When we in the West think of Indian fiction what comes to mind are books written in English, from Salman Rushdie to Rohinton Mistry. There are compelling reasons of economics and distribution for this, but there also is a large body of writing in India in other languages that rarely gets translated.
Ghachar, Ghochar is a very welcome example of this. Its author, Vivek Shanbhag is a respected writer in the Kannada language, considered a “minority language” in India although it is spoken by about 50 million people, mostly in the south of the country. This is the first of Shanbhag’s eight novels to be translated into English.
It is a short but closely observed novel revolving around one family’s perilous financial rise and the sometimes dubious measures they take to solidify their gains. It can easily be read as a metaphor for India’s booming new economic power, but the characters never feel anything but distinctly individual.

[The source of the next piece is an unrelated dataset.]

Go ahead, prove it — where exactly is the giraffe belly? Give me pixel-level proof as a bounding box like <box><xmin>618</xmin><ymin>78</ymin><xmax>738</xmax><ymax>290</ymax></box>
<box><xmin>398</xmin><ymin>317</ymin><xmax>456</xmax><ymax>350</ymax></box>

The book is narrated by an unnamed young man in present day Bangalore, who wiles away most of his day at a Raj-era coffeehouse. The family, the narrator, his sister, parents and uncle had lived in relative poverty, all together in a ramshackle house. “The whole family stuck together,” he says “walking like a single body across the tightrope of our circumstances.”
When the narrator’s father is forced into early retirement from his job as a coffee salesman, the narrator’s uncle, Chikkappa, uses the severance pay to start up a company importing and repackaging spices. Soon the family’s fortunes improve and they all move together to a larger house.

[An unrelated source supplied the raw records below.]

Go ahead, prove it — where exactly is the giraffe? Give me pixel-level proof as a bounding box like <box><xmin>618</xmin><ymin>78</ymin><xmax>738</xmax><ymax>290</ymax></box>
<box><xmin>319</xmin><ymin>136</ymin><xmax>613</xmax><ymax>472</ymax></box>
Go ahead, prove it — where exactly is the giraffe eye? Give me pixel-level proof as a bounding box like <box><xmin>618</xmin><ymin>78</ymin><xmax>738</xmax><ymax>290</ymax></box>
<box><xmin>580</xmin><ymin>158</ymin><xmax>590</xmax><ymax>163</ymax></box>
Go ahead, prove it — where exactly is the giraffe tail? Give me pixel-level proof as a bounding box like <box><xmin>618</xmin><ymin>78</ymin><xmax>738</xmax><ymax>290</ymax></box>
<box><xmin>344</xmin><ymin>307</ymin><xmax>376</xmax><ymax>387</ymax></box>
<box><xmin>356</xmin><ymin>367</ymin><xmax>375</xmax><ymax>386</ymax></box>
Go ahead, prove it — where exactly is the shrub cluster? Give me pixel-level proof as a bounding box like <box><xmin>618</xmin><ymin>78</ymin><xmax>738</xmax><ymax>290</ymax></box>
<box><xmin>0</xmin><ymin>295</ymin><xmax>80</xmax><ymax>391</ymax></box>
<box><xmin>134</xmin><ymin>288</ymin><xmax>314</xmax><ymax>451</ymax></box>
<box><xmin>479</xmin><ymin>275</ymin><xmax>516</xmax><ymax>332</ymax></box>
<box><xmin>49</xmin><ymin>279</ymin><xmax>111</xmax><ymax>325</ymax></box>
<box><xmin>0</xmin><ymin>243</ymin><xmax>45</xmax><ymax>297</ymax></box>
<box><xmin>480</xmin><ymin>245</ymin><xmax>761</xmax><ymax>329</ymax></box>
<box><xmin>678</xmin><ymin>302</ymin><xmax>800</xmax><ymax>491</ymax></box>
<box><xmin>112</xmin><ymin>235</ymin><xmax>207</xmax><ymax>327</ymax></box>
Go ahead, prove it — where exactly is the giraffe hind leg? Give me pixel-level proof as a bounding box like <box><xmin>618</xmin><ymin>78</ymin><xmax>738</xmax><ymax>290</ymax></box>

“It is natural to wonder, I suppose, why the six of us should want to live together,” the narrator says. “What can I say – it is one of the strengths of families to pretend that they desire what is unavoidable.”
Together, the family coddles Chikkappa, who has a seedy love life and shifty business practices. The narrator is listed as the Director of his uncle’s company but has no real responsibilities apart from signing documents he doesn’t bother reading. He takes on a wife who soon sees that her husband is not the business dynamo she expected.

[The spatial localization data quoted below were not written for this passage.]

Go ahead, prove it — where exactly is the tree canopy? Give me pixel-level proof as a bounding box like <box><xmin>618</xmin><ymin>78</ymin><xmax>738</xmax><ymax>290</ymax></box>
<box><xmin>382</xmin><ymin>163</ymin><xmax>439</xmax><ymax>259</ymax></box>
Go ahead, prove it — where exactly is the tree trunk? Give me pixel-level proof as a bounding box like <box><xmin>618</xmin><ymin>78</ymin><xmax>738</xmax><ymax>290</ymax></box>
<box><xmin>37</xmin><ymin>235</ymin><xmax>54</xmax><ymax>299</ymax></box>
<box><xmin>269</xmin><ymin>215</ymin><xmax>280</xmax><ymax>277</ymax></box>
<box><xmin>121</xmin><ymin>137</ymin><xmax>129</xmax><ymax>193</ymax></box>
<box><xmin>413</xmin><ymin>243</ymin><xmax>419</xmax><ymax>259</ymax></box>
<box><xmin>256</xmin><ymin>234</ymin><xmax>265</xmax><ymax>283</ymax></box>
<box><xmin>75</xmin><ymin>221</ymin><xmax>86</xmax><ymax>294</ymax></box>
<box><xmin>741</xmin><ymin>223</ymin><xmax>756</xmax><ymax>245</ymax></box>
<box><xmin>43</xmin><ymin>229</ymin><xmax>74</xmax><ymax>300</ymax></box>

Everything in the family has it seems become “ghachar, ghochar,” a nonsense phrase meaning all messed up, all tied in knots that can’t be untied. That, Shanbhag seems to suggest, is the plight of India today, caught between a capitalist whirl and a not quite forgotten traditionalist past.
Well worth reading not just for its social commentary but kalso for its vivid and precise descriptions of family dynamics.